The PlayStation Portable (PSP) goes one better by including music and video playback, putting a complete digital- entertainment package in your pocket. Such is the excitement among gamers that by the time the PSP reaches the UK in April, Sony will be producing 1m units a month; even so, it fears it might not satisfy world demand.
For Phil Harrison, Sony Computer Entertainment Europe’s vice-president of development, the reason is simple. “PSP will have the same impact on mobile entertainment as the PlayStation had on television-based gaming,” he claims.
“It will make something that was prev- iously specialist and niche legitimate and global.” The PlayStation led the trend that brought gaming out of the realm of the geek into the living rooms of young adults in the mainstream. Now games have grown up even further, and are ready to move out of the home.
The Nintendo DS has already enjoyed phenomenal success in America and Japan, where more than 3m units have been sold since last November. Rival handhelds from the newcomers Gizmondo and Tapwave add to a groundswell that has the potential to change the face of mobile gaming for ever.
It is about time, too. While the past
10 years have seen home consoles embracing realistic 3-D graphics and increasingly sophisticated games, handheld titles have been stuck in a rut.

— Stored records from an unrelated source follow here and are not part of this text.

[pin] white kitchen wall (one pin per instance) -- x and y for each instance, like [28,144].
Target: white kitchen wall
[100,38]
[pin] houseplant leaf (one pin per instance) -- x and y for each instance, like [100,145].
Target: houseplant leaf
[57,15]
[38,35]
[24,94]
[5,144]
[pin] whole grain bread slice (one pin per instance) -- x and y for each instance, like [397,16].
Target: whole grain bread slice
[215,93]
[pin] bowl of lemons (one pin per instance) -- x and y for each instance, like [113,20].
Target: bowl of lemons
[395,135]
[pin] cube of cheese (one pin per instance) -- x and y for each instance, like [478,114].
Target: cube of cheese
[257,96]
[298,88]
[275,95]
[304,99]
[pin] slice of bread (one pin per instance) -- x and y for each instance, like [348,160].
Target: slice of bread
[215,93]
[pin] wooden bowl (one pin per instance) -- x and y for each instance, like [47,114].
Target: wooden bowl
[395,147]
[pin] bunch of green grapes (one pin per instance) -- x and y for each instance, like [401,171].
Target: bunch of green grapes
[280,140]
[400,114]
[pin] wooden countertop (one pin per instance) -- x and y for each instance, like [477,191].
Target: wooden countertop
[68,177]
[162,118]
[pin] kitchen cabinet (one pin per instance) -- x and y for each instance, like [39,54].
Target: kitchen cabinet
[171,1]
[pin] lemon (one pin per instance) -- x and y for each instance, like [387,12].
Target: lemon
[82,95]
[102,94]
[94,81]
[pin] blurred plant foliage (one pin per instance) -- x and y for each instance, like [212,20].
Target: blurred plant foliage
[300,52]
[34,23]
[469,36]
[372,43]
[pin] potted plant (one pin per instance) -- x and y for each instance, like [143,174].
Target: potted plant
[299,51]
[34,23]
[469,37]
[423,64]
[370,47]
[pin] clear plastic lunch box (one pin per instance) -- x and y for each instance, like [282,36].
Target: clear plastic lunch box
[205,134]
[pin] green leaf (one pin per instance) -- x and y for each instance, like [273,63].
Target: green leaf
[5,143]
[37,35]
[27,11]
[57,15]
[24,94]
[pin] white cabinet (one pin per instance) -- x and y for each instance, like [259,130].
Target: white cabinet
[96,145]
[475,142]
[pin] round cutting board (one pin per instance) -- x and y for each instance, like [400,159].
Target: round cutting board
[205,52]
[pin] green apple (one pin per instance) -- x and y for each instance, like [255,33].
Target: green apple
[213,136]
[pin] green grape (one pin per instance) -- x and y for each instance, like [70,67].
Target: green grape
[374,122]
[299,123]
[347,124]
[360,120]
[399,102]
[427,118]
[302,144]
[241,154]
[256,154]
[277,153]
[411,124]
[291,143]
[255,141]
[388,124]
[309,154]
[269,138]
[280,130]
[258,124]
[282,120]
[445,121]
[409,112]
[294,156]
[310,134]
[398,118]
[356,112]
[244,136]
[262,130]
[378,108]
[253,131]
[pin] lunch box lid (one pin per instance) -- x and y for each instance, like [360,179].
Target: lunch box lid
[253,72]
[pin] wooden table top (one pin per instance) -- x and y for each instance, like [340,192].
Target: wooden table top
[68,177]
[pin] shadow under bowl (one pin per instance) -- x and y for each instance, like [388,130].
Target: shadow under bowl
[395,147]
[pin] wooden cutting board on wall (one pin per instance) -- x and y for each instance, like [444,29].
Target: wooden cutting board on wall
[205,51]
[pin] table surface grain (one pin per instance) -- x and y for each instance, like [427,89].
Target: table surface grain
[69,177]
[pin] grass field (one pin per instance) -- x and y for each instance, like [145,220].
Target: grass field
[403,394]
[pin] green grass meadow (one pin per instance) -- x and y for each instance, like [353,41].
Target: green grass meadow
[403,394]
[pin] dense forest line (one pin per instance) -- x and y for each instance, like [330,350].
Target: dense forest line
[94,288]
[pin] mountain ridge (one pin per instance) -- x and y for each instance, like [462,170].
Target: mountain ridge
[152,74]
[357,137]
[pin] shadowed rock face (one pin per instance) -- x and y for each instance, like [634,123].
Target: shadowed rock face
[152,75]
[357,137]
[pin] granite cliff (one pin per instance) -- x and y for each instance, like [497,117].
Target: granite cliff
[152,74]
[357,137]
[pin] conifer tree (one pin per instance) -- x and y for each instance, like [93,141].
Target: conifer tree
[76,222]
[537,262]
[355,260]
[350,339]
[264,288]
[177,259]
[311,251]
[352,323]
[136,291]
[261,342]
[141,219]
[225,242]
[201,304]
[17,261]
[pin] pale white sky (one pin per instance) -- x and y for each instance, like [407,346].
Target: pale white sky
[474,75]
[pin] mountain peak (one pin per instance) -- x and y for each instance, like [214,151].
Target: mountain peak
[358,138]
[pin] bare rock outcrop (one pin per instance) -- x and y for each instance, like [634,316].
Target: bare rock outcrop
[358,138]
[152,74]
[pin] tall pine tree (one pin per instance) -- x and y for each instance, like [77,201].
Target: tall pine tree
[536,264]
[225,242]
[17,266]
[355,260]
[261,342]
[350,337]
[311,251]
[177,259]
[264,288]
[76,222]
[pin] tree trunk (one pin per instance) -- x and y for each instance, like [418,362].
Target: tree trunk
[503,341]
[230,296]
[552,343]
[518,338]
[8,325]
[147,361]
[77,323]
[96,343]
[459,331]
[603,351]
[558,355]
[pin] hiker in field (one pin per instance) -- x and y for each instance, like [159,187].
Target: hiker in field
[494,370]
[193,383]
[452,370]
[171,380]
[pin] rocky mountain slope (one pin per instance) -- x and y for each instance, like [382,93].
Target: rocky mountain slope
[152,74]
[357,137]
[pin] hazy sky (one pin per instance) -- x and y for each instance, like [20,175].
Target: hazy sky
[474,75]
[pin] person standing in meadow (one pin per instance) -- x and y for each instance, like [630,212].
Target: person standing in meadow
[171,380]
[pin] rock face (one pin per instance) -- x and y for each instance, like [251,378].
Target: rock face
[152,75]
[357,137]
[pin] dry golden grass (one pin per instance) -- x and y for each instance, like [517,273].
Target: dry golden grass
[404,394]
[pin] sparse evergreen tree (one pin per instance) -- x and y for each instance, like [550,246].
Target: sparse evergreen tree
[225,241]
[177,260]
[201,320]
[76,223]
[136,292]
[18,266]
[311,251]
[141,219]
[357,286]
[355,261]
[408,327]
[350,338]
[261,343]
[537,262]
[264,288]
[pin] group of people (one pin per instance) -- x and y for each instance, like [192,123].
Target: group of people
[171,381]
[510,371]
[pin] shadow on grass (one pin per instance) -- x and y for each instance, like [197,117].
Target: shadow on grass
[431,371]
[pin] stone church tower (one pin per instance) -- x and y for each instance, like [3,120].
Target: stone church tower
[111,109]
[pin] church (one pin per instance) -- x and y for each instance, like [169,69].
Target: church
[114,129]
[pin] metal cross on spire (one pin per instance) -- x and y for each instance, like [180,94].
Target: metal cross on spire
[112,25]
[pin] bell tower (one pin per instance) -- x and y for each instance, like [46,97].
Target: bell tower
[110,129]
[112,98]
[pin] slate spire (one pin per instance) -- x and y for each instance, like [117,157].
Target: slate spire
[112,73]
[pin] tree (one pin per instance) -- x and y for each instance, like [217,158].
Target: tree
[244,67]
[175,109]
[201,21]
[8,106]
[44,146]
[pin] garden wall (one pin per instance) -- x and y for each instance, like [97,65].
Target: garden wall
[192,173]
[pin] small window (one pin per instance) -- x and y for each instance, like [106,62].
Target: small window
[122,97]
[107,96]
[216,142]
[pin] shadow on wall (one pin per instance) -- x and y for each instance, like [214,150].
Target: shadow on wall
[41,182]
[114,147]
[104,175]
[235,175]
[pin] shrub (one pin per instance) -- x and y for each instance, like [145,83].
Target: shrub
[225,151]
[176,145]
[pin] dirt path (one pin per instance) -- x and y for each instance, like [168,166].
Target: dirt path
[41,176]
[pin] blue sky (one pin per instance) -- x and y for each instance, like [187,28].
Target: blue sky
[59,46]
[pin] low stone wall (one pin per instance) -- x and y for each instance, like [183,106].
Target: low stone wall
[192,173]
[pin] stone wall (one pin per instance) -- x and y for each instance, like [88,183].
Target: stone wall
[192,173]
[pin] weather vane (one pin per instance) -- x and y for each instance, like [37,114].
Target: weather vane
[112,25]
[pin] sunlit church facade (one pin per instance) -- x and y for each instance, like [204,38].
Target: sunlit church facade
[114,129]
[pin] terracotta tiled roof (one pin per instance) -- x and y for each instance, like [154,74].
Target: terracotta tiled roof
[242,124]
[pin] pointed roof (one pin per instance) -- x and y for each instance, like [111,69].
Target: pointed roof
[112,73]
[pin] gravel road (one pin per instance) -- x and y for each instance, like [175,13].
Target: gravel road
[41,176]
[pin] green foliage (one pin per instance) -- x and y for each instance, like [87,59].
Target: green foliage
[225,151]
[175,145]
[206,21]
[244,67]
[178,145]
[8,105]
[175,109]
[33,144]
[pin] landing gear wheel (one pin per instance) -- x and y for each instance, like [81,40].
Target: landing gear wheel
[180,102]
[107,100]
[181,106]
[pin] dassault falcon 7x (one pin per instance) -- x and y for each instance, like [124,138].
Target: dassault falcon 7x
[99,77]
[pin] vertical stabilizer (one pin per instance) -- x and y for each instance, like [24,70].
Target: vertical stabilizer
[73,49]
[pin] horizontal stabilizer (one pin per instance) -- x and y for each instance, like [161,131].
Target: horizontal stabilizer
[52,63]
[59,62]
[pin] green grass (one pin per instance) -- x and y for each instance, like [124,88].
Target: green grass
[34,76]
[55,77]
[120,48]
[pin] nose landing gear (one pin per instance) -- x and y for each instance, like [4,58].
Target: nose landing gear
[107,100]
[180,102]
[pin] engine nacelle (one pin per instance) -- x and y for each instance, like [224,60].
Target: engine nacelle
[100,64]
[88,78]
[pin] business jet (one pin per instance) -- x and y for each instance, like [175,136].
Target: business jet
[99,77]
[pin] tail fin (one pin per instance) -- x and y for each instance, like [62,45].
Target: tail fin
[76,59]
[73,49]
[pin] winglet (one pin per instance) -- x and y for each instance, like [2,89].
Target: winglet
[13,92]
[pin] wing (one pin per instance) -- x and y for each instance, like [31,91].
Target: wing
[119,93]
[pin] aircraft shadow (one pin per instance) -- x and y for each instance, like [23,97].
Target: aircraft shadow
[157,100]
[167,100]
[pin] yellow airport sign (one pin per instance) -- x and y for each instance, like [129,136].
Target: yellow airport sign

However, with the new breed, the gap between handheld and home consoles is closing. The DS can match the impressive 3-D graphics of the Nintendo 64, and the PSP goes one better, producing visuals that approach those of the current PlayStation2. Bestsellers such as Fifa Soccer or the driving game Gran Turismo will not look vastly different in the handheld format.
This mobile revolution is not simply about visual enhancements, it has behavioural implications, too. Wireless- networked handsets mean that gamers can interact with each other, as they do on the internet. This immediately changes the way we play on the move. Both the PSP and the Nintendo DS use WiFi — the 802.11b standard that serves most existing wireless computer networks — to connect to other units, which means that several players can link up in seconds without any physical connection.
When the DS was launched in Japan, Nintendo advertised the last carriage on Tokyo underground trains as the DS carriage, where gamers could get together to play. Does that mean we will see commuters jockeying for pole position on the 7.15 to Waterloo? Harrison says: “Most games will support eight players, but many will support more, and you could definitely play against people in the next train carriage.”
This capability transforms mobile gaming from an isolated, head-down activity, such as reading a book or listening to an iPod, into one that is much more sociable.
“People playing games against each other always has the potential to be a social activity, and that’s certainly evident in online gaming, where there is a lot of communication,” says Mark Griffiths, professor of psychology at Nottingham Trent University. “The fact that people are playing while standing next to each other doesn’t make mobile gaming any more sociable, but if you are engaging in social interaction within the games, that is often useful.”